Wednesday, June 25

Nothing to write home about

Another direly dull day at the office.

The effect of this is magnified by the fact I am feeling in a bad mood in any event. No particular reason, I could feel it rising yesterday and now it is soaring high.

Just been out and bought Blindness by Jose Saramango and The Cleft by Doris Lessing. Finished Fatherland by Robert Harris on the train this morning. Prior to that read THE WONDERFUL, The Unbearable Lightness of Being by Milan Kundera which I heartily, heartily recommend to ALL. Oh, I lie, prior to that was the Chinese-English Dictionary for Lovers which was also great. Very similar relationship-types featured in the two books, the protagonist male in both being almost mirror-images of each other. This was completely coincidental but reading them side by side I think enhanced my reading experience.

Next on my to read list are:

Walden Two – BF Skinner

The Child Garden – Geoff Ryman

Tropic of Cancer – Henry Miller

The Glass Bead Game – Herman Hesse

Artists I want to know more about are:

Alfonse Mucha

Frederic Leighton

Aubrey Beardsley

This week's Quoteboard humorous quotes are:

‘Whom are you?’ said he, for he had been to night school.

You should never touch your eye but with your elbow (Proverb)

Never rub bottoms with a porcupine (Ghanaian Proverb)

I’ve given up reading books; I find it takes time off myself.

I haven’t spoken to my wife in years. I didn’t want to interrupt her.

Tuesday, June 10

Joyful, joyful

I have just received news into my inbox of perhaps the most exciting theatre event that in my opinion could ever be devised.

Well, I suppose, that might be overstating it JUST a little… but I do want to you understand just how UTTERLY COMPELLING I find this event. And how utterly coincidental too.

I was only bemoaning to my brother-in-law LAST WEEKEND how devastatingly charmed I was by a certain gentleman and how I held out hope that a party I will be attending should be visited by said gentleman. I was informed that alas, due to the Object Of My Affection’s schedule, it was inconceivable he would be attending the party.

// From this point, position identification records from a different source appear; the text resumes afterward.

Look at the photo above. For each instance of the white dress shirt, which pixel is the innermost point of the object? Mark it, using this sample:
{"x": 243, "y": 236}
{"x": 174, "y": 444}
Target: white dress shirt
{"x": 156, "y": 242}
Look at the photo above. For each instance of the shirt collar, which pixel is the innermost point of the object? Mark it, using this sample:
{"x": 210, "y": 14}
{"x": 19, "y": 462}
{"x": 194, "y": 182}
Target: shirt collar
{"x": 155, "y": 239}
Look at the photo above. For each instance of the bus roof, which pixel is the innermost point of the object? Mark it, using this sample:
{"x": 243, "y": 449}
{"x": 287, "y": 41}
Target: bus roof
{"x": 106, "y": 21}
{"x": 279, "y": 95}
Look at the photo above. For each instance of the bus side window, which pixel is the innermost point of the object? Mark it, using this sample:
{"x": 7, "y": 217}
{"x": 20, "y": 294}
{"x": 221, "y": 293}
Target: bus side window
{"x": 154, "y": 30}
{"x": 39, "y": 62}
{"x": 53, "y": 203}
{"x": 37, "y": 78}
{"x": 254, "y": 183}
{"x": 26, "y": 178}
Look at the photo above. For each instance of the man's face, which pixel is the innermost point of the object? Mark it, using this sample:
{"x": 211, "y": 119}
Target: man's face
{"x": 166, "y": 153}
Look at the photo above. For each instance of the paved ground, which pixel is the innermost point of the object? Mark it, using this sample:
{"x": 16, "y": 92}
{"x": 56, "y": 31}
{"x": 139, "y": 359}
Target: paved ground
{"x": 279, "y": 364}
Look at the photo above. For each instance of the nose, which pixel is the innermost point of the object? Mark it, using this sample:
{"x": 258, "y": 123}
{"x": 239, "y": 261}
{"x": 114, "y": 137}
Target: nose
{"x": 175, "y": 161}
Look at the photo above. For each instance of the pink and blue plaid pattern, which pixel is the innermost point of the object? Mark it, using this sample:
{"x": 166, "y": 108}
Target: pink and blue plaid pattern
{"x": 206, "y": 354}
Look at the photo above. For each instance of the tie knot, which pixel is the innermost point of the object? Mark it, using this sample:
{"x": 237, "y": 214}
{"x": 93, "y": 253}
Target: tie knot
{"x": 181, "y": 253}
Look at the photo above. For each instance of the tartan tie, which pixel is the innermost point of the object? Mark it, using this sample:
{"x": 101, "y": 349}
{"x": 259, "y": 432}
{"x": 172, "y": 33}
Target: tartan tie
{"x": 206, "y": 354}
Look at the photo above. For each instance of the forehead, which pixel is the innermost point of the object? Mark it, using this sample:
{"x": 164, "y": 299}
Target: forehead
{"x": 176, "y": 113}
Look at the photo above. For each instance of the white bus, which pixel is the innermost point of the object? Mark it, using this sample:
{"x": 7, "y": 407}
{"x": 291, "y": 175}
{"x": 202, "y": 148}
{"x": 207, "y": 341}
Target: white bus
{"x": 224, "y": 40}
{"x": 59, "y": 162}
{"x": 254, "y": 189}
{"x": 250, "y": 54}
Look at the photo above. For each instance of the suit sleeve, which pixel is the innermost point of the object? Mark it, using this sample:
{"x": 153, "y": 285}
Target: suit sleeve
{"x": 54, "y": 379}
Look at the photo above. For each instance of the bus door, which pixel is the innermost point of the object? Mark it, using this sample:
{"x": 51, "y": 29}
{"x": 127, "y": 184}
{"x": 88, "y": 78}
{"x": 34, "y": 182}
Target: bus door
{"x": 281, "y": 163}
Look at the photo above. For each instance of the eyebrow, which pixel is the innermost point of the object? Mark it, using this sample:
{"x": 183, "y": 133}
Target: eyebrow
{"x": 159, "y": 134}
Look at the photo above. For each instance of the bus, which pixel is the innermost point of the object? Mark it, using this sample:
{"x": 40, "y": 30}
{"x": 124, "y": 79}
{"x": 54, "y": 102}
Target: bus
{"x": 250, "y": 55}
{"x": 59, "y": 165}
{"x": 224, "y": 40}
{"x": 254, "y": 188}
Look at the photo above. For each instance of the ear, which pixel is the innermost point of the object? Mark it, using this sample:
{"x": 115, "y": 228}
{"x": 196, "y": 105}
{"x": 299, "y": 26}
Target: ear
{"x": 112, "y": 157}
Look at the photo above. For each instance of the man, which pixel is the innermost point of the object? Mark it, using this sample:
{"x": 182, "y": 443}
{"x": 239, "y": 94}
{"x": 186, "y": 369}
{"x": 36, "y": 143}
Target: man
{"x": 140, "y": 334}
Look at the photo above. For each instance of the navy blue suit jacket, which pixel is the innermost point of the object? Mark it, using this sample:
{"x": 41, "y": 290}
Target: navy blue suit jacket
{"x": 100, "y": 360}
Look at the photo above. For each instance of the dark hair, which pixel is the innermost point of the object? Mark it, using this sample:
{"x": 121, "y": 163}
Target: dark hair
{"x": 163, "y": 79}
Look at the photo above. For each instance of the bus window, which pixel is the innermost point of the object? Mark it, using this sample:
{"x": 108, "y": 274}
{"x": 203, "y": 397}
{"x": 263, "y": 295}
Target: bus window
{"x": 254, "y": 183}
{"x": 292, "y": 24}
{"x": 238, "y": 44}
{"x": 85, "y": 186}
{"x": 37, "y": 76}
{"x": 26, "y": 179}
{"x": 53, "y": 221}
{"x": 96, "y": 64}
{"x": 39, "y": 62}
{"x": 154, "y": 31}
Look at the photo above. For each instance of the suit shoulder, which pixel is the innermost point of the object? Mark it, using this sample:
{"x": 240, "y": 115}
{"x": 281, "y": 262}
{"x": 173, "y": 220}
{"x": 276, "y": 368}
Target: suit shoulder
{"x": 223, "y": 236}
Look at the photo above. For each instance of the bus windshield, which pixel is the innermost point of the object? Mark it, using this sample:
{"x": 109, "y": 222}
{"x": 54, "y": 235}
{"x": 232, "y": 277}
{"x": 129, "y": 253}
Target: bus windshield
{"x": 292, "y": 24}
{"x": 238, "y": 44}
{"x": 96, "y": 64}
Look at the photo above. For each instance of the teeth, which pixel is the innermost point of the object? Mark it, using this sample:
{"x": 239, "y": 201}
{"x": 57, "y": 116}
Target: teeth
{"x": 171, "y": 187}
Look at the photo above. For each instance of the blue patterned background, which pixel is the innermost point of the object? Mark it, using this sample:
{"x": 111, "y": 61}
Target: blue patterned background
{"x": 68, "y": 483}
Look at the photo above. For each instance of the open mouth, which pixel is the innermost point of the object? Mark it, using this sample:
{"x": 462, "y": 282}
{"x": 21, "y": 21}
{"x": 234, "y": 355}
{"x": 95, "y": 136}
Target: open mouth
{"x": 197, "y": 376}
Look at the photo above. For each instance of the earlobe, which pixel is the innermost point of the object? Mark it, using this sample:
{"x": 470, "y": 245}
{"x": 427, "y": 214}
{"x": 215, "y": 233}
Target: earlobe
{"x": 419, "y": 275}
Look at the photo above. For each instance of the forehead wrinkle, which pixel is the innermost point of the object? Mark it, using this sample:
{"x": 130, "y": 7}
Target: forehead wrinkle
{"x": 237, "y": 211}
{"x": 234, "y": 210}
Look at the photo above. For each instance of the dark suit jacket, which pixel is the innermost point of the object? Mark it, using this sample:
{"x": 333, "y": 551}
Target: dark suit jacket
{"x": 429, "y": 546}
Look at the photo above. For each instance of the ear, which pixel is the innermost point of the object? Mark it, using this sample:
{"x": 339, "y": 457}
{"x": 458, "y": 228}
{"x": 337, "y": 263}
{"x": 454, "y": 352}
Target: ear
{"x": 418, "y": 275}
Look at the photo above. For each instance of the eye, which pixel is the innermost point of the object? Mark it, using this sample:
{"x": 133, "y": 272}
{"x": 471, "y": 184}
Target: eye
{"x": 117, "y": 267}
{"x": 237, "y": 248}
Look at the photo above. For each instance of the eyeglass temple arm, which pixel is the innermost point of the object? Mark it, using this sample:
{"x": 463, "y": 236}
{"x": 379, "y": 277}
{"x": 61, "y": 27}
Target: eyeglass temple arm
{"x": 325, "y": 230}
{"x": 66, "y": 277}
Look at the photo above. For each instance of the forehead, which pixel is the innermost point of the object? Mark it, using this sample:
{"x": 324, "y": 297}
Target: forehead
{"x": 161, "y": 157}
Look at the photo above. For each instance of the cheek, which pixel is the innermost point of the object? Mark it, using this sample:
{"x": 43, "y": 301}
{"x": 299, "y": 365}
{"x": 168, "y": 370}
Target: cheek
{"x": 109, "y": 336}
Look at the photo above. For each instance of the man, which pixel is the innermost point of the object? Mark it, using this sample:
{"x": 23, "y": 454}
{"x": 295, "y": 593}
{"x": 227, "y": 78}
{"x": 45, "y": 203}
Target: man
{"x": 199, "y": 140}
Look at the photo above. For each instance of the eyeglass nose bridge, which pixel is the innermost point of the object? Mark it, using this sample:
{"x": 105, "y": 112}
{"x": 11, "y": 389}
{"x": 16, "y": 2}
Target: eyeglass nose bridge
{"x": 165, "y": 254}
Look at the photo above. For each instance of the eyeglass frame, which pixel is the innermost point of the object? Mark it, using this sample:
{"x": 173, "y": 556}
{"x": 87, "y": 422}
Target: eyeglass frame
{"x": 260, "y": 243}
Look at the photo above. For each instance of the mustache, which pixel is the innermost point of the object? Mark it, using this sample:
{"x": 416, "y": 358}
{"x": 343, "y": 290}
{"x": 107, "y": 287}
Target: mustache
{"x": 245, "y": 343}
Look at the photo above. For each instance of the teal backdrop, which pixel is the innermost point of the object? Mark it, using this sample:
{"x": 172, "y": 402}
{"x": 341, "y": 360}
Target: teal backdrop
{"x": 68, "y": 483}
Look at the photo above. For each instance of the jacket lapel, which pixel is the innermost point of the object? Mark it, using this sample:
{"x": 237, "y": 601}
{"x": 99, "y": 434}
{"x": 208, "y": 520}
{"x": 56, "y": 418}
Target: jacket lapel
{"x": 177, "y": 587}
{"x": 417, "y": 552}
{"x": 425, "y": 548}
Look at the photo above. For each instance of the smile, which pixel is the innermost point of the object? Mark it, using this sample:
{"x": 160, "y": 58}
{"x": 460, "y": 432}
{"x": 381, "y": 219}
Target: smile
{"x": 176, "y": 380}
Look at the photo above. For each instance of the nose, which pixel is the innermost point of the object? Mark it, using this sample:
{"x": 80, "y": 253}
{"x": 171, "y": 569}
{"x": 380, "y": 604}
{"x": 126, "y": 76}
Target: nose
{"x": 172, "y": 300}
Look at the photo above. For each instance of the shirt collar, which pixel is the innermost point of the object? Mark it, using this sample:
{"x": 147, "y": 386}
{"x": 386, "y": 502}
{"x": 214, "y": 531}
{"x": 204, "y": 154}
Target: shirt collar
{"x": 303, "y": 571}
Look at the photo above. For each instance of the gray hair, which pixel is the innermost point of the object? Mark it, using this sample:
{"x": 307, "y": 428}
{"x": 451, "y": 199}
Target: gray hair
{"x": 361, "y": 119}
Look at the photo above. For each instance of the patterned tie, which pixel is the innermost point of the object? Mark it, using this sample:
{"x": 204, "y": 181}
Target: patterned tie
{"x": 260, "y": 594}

It has been a hard week. I have had sleepless nights and have eaten little. My pallor is wan, my spirits low and my hair, limp and lifeless as my heart. I have found neither joy in the star-strewn night skies nor delight in the sun-filled days. You could even say -

this brave o'erhanging firmament, this majestical roof fretted with golden fire, why, it appears no other thing to me than a foul and pestilent congregation of vapours

If you wanted to. And that would be great, because, well, it’s Mr Hamlet’s wonderfully bleak speech which, on especially Goya-esque days, I resonate in the delicious melodrama of.

But people… imagine how much greater it would be…. how, absurdly splendiferous it would be, if the very object of my affection, were to lament the majestical roofs with me???

Why, it would be a dream come true for you, Natalie, I hear you reply.

And, I say, but it IS a dream come true….for it is happening and will happen this very December! For, oh yes, the delightful Mr David Tennant is to appear as the title-role in the RSC’s production of Hamlet!!!!

Could you GET any better than that!!!!!

Hamlet is my undisputed favourite play and Mr Tennant, well, he sits on Johnny Depp’s geeky right hand and would be responsible for me staying in every Saturday night were I not Sky Plus enabled.

And all this, hot on the heels of ANOTHER fantasy realised (and I think the writer, Stephen Moffat must have tapped into my brain as I slept for this one) – a Dr Who episode (featuring DT of course) set – in a library! And not just any library – but an entire PLANET that is library.... A Victorian libraryI And the fact that the majority of the action was carried out in the circular domed section of the library – well, it’s almost utopian.

I have since researched on the library featured in the two recent episodes and have discovered that the domed section scenes were shot on location on Swansea Central Library. And for an added element of attraction, if sufficient didn’t already exist, I discover that that great liberal heavyweight, Mr William Gladstone, opened it…

"O day and night, but this is wondrous!"